Uganda – Day 12

Before I start talking about today, a quick note about last night. Stu and I had been granted permission to go out on boat patrol with the rangers in order to try and catch some poachers. Both of us were very excited about this prospect. However, this did not happen as at about 10.30pm we were visited by about 20 rangers (including Kulu, who was in charge while Nelson was away on business in Kampala) who bought beer, soda and a mountain of food  including my much beloved goat. This was a lovely way to say ‘Goodbye’ and it was much appreciated by all of us.

 

Today was one of those days which moved between the sublime and the ridiculous although sublime accounted for less than 20% of the day. We were all up at 5.30am as Stu’s alarm can replicate an American fire klaxon right down to the ear shattering volume. For the last time at Hippo House I went through my morning ritual of a bottle shower, the problems of a toilet that doesn’t flush properly, my daily dose of malarone, spraying DEET all over myself and generally getting myself ready. We had to leave at 6.30am for our game drive and for this we were picked up by Tadeo and our guide for the drive, Bernard. The drive was very interesting as Bernard has an encyclopaedic knowledge of the wildlife of the park. We watched groups of Ugandan Kob move around and monitored their behaviour before we stopped suddenly as Rebecca had seen a leopard. We all turned round and got a glimpse of it, but for not long enough to take a photo. The Kob were suddenly all on alert and we waited for twenty minutes to see if the leopard would emerge from its hiding place to chase them, but no luck. We were joined in our wait by a busload full of Essex girl guides (bizarre I know) before giving up on seeing anything else happen.

 

While all the other groups (girl guides included) finished their drives, we stayed behind as Tadeo had a special treat for us. He said that he had to patrol off the game drive track in case there were any poachers about and after about fifteen minutes of driving we managed to find a lion, a lioness and three cubs all in close proximity to each other. We managed to get close enough to get some good photos.

 

We returned to Hippo House to pick up our luggage and load up the Sunshine Wagon before leaving the park. We popped into the UWA headquarters to say ‘goodbye’ which turned into a ninety minute meeting. However, I did manage to get a copy of the park’s boardgame for the school and a few curriculum ideas.

 

Our next destination was Kasese to pick up some money the Twinning Project had sent us as we had had to spend so much money on fuel and repairing the sunshine wagon. Finding a bank that would accept a moneygram took nearly an hour and then another  half an hour to complete the transaction. And so it was that we finally left Kasese at 4.30pm for the six hour journey to Entebbe.

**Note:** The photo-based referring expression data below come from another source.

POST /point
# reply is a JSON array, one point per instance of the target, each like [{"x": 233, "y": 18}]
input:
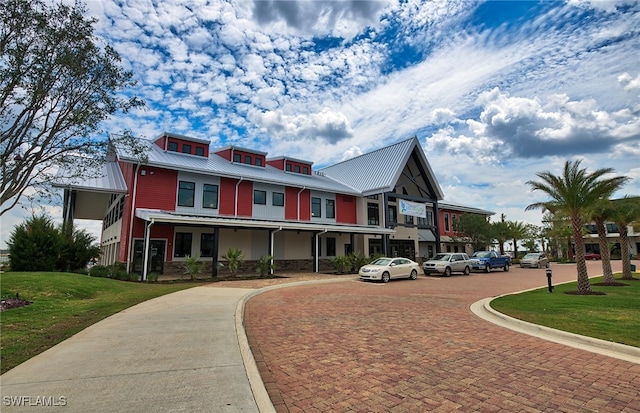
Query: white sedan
[{"x": 384, "y": 269}]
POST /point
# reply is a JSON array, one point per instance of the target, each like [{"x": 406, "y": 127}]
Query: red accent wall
[
  {"x": 291, "y": 204},
  {"x": 157, "y": 189},
  {"x": 228, "y": 196},
  {"x": 346, "y": 209}
]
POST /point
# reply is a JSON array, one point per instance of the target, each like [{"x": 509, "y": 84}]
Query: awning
[
  {"x": 175, "y": 218},
  {"x": 426, "y": 235}
]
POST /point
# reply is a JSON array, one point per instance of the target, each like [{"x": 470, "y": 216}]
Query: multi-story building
[{"x": 185, "y": 200}]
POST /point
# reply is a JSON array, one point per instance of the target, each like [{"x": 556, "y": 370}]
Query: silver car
[
  {"x": 534, "y": 260},
  {"x": 384, "y": 269}
]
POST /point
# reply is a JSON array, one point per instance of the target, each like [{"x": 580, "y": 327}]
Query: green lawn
[
  {"x": 612, "y": 317},
  {"x": 63, "y": 304}
]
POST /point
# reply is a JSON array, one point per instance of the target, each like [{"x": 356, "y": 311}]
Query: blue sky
[{"x": 495, "y": 91}]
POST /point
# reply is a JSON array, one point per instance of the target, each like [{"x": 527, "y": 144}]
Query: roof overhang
[{"x": 167, "y": 217}]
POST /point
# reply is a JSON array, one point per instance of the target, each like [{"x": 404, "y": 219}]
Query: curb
[{"x": 624, "y": 352}]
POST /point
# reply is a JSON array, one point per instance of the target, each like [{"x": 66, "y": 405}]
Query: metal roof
[
  {"x": 218, "y": 166},
  {"x": 110, "y": 179},
  {"x": 185, "y": 219},
  {"x": 380, "y": 170}
]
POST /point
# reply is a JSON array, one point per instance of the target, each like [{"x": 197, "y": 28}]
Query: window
[
  {"x": 331, "y": 208},
  {"x": 186, "y": 193},
  {"x": 182, "y": 245},
  {"x": 393, "y": 214},
  {"x": 373, "y": 215},
  {"x": 331, "y": 247},
  {"x": 210, "y": 196},
  {"x": 316, "y": 207},
  {"x": 260, "y": 197},
  {"x": 277, "y": 199},
  {"x": 206, "y": 245}
]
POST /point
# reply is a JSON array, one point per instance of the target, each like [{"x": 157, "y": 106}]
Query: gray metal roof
[
  {"x": 109, "y": 179},
  {"x": 380, "y": 170},
  {"x": 218, "y": 166}
]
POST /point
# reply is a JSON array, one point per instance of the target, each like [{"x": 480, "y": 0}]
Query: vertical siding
[
  {"x": 291, "y": 203},
  {"x": 245, "y": 199},
  {"x": 227, "y": 196},
  {"x": 346, "y": 209}
]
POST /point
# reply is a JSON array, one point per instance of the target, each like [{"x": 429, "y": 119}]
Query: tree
[
  {"x": 476, "y": 228},
  {"x": 626, "y": 212},
  {"x": 601, "y": 212},
  {"x": 34, "y": 245},
  {"x": 574, "y": 192},
  {"x": 58, "y": 85},
  {"x": 517, "y": 231}
]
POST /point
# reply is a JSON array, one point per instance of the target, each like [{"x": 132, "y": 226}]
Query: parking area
[{"x": 415, "y": 346}]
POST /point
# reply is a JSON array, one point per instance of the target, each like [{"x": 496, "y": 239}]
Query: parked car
[
  {"x": 534, "y": 260},
  {"x": 448, "y": 263},
  {"x": 488, "y": 260},
  {"x": 384, "y": 269},
  {"x": 592, "y": 256}
]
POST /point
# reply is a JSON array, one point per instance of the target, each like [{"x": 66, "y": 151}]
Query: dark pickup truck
[{"x": 488, "y": 260}]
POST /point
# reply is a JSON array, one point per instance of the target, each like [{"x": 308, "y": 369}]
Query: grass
[
  {"x": 614, "y": 316},
  {"x": 63, "y": 305}
]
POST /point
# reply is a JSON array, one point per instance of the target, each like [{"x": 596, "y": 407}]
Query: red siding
[
  {"x": 346, "y": 209},
  {"x": 157, "y": 188},
  {"x": 227, "y": 196}
]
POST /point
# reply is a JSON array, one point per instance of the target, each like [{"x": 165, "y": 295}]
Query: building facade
[{"x": 185, "y": 200}]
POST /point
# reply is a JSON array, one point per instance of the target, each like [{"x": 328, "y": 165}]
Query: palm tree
[
  {"x": 517, "y": 231},
  {"x": 601, "y": 212},
  {"x": 574, "y": 192},
  {"x": 627, "y": 212}
]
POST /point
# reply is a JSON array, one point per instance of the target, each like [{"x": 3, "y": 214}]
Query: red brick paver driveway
[{"x": 414, "y": 346}]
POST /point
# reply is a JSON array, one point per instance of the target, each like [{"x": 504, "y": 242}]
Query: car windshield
[
  {"x": 441, "y": 257},
  {"x": 482, "y": 254}
]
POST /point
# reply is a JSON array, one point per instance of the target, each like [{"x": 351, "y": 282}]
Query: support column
[{"x": 214, "y": 252}]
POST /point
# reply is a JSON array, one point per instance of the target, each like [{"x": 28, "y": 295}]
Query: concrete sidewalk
[{"x": 174, "y": 353}]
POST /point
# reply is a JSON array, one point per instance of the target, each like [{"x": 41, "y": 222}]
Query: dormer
[
  {"x": 244, "y": 156},
  {"x": 287, "y": 164},
  {"x": 172, "y": 142}
]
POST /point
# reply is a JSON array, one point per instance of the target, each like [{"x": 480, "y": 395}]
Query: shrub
[
  {"x": 234, "y": 258},
  {"x": 193, "y": 266},
  {"x": 264, "y": 265}
]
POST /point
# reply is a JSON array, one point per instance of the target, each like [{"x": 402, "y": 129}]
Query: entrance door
[{"x": 157, "y": 249}]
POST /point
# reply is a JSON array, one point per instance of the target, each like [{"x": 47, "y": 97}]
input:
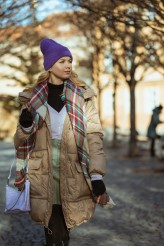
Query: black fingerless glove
[
  {"x": 25, "y": 118},
  {"x": 98, "y": 187}
]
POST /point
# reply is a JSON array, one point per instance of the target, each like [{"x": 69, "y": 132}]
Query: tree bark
[
  {"x": 114, "y": 115},
  {"x": 132, "y": 140}
]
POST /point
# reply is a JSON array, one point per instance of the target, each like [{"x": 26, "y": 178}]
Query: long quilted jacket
[{"x": 77, "y": 203}]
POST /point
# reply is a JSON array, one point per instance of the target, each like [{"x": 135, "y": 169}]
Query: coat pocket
[
  {"x": 78, "y": 167},
  {"x": 35, "y": 177}
]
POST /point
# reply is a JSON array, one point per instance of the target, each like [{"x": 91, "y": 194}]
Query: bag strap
[
  {"x": 8, "y": 179},
  {"x": 14, "y": 161}
]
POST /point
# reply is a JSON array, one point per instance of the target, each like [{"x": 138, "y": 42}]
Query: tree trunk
[
  {"x": 132, "y": 141},
  {"x": 114, "y": 115},
  {"x": 99, "y": 103}
]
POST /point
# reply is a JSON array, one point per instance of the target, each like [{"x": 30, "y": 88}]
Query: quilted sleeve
[{"x": 95, "y": 140}]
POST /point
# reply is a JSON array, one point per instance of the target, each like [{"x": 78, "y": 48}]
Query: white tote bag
[{"x": 17, "y": 201}]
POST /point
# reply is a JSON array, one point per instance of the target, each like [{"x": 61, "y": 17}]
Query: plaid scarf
[{"x": 74, "y": 102}]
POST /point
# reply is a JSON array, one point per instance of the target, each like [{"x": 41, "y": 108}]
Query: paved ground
[{"x": 136, "y": 186}]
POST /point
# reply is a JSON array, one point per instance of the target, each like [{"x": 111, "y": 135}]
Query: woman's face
[{"x": 62, "y": 68}]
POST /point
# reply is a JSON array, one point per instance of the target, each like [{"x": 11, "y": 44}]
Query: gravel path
[{"x": 136, "y": 186}]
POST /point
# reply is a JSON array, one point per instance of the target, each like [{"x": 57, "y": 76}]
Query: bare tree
[{"x": 135, "y": 30}]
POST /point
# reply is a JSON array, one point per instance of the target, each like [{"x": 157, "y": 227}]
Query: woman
[
  {"x": 151, "y": 132},
  {"x": 60, "y": 138}
]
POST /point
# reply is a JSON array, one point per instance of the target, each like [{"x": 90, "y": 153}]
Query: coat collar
[{"x": 25, "y": 96}]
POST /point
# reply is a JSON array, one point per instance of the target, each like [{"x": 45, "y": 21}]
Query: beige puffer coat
[{"x": 77, "y": 202}]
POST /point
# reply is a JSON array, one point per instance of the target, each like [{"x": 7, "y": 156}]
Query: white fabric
[{"x": 57, "y": 121}]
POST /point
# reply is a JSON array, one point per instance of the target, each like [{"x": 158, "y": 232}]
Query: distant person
[
  {"x": 151, "y": 133},
  {"x": 60, "y": 134}
]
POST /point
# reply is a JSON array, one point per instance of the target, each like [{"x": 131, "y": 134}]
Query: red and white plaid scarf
[{"x": 74, "y": 102}]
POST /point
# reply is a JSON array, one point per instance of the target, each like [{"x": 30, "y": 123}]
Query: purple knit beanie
[{"x": 52, "y": 52}]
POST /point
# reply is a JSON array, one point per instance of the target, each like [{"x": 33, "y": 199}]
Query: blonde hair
[{"x": 45, "y": 76}]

At first everything seemed to be going well. The northern road to Kampala and Entebbe is in better condition than the southern road and the mountain views are spectacular. However, fate was soon to intervene as we passed through a town called Kibote and the Sunshine Wagon groaned and water suddenly poured out of the radiator. Stu and I collapsed laughing, the Sunshine Wagon has been nothing but consistent throughout our trip. Fortunately, it was only a snapped clip which had released the a tube form the radiator, but it took an hour to diagnose and fix. Again we made decent progress and reached Fort Portal (290km from Kampala) by about 7.00pm. Our next incident soon followed with the back door of the Sunshine Wagon coming open as we turned a corner and sending our luggage all over the road. This time everyone laughed apart from Charles the driver.

 

After putting all the luggage on the back seat next to Stu we continued our journey towards Kampala. It became obvious that we weren’t going to make it to Kampala as we were all shattered, so we made a decision to drive until 11.00pm with Charles and Stu sharing the duties.

We have stopped at a hotel in a small town called Minweya, about two hours from Kampala. Stu and I have been watching the women’s 10’000m from the Olympics before hitting the sack. Tomorrow our epic journey continues. What could possibly go wrong?